Well, why the inclusion of the balls is in that direction? For me, since $p(x,y)\le d(x,y)$, then the ball with respect to $p$ should be included in theone with respect to $d$
From the geometry, it is sort of obvious that $B_{d}\left(x, \epsilon\right) \subset B_{p}\left(x, \epsilon\right)$
However, you asked for a proof.

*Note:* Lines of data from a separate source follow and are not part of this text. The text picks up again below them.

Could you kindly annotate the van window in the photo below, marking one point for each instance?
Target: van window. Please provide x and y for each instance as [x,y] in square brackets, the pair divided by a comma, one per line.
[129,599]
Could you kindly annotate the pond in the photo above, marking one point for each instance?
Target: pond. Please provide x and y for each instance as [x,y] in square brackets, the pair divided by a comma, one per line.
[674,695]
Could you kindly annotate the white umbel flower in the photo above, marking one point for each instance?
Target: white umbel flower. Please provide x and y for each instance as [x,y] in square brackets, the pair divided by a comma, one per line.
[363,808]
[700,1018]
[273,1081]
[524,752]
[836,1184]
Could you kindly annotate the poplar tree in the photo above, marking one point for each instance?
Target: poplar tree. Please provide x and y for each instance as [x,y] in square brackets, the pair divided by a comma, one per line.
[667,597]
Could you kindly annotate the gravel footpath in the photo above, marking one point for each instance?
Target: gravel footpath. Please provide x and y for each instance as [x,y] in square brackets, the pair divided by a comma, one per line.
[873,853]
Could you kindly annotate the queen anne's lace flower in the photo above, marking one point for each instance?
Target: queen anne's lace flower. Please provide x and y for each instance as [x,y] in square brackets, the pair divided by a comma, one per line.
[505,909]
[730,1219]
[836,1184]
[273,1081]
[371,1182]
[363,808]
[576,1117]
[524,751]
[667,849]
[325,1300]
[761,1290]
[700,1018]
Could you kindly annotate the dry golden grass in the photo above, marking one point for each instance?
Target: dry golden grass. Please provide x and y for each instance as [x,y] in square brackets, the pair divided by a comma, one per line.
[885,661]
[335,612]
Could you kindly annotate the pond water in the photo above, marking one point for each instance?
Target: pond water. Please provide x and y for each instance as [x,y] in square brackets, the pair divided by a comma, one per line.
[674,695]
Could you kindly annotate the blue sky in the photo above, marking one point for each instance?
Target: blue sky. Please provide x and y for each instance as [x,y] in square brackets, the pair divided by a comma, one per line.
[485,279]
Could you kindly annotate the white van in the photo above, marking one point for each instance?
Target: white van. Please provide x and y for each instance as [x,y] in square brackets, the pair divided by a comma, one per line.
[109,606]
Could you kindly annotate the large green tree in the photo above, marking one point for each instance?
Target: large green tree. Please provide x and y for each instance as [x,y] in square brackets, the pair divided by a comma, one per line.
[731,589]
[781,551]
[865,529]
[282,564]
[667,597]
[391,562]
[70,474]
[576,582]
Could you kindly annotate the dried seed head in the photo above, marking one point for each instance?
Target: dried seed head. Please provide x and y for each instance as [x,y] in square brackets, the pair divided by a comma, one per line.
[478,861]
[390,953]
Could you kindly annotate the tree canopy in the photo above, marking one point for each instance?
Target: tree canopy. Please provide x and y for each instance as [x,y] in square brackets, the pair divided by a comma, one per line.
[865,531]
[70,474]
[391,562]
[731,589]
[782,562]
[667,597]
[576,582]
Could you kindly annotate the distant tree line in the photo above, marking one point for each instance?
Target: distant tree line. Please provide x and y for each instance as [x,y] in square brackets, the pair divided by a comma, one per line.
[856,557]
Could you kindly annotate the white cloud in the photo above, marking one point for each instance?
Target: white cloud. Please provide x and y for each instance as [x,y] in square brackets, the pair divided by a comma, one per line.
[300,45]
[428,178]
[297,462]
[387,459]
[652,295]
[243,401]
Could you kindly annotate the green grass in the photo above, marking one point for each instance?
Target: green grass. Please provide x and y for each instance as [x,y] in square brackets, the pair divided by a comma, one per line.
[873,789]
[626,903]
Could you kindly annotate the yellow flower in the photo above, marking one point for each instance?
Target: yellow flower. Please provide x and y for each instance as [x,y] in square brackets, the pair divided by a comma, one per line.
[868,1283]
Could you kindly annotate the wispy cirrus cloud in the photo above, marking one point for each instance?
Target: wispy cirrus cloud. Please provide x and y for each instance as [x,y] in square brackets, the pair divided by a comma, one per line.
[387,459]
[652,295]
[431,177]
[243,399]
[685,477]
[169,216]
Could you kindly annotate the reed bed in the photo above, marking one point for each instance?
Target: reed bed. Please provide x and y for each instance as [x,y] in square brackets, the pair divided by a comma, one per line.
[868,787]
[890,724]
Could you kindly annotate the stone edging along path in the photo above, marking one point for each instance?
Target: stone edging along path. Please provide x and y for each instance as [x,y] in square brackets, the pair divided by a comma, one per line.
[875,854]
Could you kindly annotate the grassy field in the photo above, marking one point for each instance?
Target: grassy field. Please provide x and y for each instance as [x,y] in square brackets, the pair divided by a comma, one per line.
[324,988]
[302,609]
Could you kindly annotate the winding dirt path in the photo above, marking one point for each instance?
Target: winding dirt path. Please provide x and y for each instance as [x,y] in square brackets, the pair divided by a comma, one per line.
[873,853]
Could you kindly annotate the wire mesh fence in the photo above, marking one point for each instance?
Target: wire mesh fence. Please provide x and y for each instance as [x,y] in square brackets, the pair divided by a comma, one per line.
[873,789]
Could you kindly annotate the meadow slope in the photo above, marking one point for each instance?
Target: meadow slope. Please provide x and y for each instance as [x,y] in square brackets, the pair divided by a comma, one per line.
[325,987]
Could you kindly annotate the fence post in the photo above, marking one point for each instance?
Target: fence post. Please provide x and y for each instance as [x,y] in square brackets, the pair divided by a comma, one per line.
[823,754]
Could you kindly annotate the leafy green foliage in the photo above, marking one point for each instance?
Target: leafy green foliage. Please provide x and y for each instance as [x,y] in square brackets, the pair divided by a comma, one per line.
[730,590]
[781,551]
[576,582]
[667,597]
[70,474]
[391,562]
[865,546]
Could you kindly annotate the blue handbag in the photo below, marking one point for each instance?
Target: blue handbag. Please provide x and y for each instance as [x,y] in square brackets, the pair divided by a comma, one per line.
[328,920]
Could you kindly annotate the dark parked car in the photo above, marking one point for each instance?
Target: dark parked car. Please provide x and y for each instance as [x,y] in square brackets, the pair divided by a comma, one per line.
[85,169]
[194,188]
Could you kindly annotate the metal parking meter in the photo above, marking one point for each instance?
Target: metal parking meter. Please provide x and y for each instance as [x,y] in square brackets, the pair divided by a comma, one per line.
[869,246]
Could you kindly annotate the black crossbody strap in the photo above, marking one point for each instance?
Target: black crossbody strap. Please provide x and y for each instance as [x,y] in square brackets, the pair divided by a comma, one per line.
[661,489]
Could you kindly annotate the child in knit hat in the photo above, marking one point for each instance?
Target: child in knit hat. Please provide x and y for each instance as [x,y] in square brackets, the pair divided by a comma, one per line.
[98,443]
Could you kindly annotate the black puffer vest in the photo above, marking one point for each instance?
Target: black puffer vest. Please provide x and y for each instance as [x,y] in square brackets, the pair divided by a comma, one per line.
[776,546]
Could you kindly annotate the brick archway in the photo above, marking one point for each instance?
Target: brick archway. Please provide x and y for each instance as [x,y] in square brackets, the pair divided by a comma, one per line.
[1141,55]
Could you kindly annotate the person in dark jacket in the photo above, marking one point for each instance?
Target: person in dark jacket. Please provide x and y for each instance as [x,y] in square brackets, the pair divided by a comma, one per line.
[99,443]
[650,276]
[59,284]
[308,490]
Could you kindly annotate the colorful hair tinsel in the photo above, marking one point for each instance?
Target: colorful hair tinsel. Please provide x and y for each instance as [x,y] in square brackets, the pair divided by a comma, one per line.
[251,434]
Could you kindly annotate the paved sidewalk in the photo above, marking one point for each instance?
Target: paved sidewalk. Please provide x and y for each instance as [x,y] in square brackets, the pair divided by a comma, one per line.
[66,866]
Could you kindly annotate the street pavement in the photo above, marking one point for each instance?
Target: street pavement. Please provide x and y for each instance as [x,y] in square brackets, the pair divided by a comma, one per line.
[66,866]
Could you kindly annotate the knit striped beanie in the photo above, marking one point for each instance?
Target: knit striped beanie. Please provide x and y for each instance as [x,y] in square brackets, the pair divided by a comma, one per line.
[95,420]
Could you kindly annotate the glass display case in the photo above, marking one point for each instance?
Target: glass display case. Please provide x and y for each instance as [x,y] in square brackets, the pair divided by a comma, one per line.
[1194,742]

First let us show $y \in B_{d}\left(x, \epsilon\right) \Rightarrow y \in B_{p}\left(x, \epsilon\right)$:
$$ y \in B_{d}\left(x, \epsilon\right) \\ \Leftrightarrow d(x, y) < \epsilon \\ \Rightarrow p(x, y) < \epsilon \\ \Leftrightarrow y \in B_{p}\left(x, \epsilon\right) $$
where the third line is the inequality $p(x, \epsilon) \le d(x, \epsilon)$. To show that $y \in B_{p}\left(x, \epsilon\right) \nRightarrow y \in B_{p}\left(x, \epsilon\right)$, consider the point $y=\left( x_1 + \alpha\epsilon, x_2 + \alpha \epsilon, \dots \right)^T$, then $p(x, y)=\alpha\epsilon$, while $d(x, y)=\sqrt{n}\alpha\epsilon$, so for $\frac{1}{\sqrt{n}} < \alpha < 1$, $y \not\in B_d\left(x, \epsilon\right)$.